It was a very delicate task that Lincoln had assigned himself in this speech. He performed something like the somersault of the Gettysburg Address. There he had said that his audience must not dedicate but be dedicated. Here he said that his audience must not judge but be judged. This entailed a very subtle appeal to the national psyche (which may be why he thought this speech perhaps superior to the earlier one). Americans must be judged in a comprehensive judgment binding on all — God's judgment on slavery, which was to be worked out of the system with pains still counted in the nation's "sinking debt" of guilt. There was no "easy grace" of all-round good will in the message. The speech was flexible, but it was flexible steel.
When we see what objects Lincoln had in mind for this speech, we recognize how skillfully he orchestrated his effects, moving to the goal of a moral flexibility — with emphasis on morality — to counter the suspicion that pragmatism meant the nation would settle for anything workable. The speech's first paragraph refuses to go into a basic discussion of the sort Lincoln had circumvented with his Proclamation of Amnesty.

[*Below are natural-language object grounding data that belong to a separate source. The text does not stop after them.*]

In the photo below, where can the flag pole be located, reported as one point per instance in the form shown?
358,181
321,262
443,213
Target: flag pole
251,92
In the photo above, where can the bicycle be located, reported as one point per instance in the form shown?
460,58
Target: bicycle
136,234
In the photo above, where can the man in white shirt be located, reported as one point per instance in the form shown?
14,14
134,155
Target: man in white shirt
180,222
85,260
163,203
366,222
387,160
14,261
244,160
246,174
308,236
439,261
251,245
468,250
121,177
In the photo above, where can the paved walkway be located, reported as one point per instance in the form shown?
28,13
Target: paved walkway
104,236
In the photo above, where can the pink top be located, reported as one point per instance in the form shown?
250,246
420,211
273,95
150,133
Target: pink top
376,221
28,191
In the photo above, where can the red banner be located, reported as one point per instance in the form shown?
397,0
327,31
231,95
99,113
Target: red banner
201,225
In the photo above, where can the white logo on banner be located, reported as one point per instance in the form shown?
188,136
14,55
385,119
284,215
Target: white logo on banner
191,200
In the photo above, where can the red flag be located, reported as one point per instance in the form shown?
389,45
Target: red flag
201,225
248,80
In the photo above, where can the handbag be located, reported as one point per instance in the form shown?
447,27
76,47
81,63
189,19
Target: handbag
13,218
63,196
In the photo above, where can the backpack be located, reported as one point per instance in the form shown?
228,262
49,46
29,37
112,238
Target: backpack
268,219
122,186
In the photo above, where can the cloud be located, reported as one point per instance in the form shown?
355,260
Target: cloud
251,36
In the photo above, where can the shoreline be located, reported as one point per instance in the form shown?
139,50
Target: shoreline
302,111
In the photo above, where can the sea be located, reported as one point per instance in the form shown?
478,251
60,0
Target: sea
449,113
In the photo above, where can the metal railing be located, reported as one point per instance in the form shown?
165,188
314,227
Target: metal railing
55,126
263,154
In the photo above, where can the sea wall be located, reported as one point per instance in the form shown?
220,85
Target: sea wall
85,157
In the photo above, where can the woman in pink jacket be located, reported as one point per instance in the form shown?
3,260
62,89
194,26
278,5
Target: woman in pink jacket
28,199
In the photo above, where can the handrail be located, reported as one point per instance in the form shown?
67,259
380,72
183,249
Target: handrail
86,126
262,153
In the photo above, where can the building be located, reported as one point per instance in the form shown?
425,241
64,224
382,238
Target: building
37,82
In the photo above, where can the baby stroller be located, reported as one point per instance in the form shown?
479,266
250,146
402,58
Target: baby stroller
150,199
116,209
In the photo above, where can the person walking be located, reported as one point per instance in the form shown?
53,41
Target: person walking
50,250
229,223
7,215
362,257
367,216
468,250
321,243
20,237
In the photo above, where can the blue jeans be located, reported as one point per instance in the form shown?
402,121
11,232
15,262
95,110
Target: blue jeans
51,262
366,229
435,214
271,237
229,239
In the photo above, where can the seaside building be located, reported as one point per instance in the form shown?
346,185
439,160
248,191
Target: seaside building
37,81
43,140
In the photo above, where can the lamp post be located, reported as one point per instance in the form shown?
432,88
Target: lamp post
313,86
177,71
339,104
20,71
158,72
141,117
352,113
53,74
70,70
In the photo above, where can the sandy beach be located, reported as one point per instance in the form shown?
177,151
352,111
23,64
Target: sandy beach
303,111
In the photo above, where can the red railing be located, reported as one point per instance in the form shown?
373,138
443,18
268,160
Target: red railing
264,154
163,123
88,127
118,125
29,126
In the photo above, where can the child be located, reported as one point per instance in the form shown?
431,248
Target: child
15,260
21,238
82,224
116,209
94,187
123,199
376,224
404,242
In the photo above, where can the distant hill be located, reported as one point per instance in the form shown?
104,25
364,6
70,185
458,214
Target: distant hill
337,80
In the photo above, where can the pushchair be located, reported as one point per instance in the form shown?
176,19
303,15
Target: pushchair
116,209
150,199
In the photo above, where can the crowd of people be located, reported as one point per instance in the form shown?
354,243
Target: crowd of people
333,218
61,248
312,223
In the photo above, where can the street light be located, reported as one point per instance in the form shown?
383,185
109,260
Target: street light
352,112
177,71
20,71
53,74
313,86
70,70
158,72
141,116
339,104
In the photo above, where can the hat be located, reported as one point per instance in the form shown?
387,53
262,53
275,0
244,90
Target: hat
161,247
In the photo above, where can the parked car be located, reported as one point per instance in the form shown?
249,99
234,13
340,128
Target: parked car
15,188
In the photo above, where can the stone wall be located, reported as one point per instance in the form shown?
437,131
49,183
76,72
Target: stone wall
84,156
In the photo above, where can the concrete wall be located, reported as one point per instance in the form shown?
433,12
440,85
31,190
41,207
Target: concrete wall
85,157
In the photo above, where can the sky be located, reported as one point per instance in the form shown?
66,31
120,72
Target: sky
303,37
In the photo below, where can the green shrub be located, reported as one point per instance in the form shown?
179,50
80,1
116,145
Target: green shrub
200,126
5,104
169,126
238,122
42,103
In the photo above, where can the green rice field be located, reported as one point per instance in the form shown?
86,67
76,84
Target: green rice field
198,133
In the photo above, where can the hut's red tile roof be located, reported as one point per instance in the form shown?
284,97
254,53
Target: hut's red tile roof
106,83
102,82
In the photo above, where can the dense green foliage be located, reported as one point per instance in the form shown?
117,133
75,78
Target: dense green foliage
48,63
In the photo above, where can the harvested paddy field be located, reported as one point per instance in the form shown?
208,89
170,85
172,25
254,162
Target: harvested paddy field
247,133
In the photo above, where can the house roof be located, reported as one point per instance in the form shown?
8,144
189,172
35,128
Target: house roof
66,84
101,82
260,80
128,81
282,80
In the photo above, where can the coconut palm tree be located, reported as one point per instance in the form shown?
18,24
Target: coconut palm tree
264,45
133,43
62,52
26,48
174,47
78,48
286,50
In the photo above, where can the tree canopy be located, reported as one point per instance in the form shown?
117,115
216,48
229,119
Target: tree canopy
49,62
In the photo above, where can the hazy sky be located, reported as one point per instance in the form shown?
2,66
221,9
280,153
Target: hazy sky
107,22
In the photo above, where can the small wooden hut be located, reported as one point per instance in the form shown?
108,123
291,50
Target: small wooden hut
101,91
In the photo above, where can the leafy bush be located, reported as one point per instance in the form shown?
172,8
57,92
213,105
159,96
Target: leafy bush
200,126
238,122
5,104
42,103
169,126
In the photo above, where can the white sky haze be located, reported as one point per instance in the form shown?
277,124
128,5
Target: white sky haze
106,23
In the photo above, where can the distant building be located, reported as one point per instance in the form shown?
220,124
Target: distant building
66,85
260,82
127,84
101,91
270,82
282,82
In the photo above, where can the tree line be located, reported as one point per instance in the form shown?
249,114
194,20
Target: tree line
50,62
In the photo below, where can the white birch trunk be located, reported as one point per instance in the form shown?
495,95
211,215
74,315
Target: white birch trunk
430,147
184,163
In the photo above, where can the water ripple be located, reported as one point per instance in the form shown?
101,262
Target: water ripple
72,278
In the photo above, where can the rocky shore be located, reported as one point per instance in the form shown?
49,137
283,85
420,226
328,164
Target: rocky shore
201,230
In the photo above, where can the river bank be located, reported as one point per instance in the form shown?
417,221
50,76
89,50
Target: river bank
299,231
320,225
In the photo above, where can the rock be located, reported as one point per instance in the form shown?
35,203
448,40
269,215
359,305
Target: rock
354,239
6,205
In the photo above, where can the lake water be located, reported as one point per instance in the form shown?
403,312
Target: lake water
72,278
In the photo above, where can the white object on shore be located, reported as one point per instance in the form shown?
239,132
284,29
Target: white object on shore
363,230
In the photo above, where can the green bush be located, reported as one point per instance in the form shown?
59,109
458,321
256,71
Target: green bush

The second paragraph shows the futility of prior dogmatism with regard to the war. This is a beautifully rounded paragraph, its very symmetry showing the lack of effective action. It begins with a statement of the agreed-on goal of avoiding war, and ends with four dread monosyllables that mark that goal as unattainable: "And the war came."
Between the opening and the closing of the paragraph Lincoln stated again what all dreaded, all sought to avert — only to describe how the two sides (while still holding that their acts should be "without war ... without war") diverged. The penultimate sentence recurs to the shared starting point (both still deprecated war), to show how even the limited agreement of the preceding sentence crumbled, one side making and the other accepting war. The effect of the passage is almost comic, a comedy of errors whose scurrying urgency undoes itself. Lincoln looked down from a great height on antlike efforts, establishing what the whole sequence might look like from God's vantage point, to which he had climbed by the end of the speech. Only at the end of the paragraph does the comedy of errors yield to tragedy in the lapidary last sentence. (I underline twice the shared hopes and once the diverging actions, to show how neatly they are balanced in this orderly presentation of disorder.)
On the occasion corresponding to this four years ago, all thoughts were anxiously directed to an impending civil-war. All dreaded it — all sought to avert it. While the inaugeral address was being delivered from this place, devoted altogether to saving the Union without war, insurgent agents were in the city seeking to destroy it without war — seeking to dissolve the Union, and divide effects, by negotiation. Both parties deprecated war; but one of them would make war rather than let the nation survive; and the other would accept war rather than let it perish. And the war came.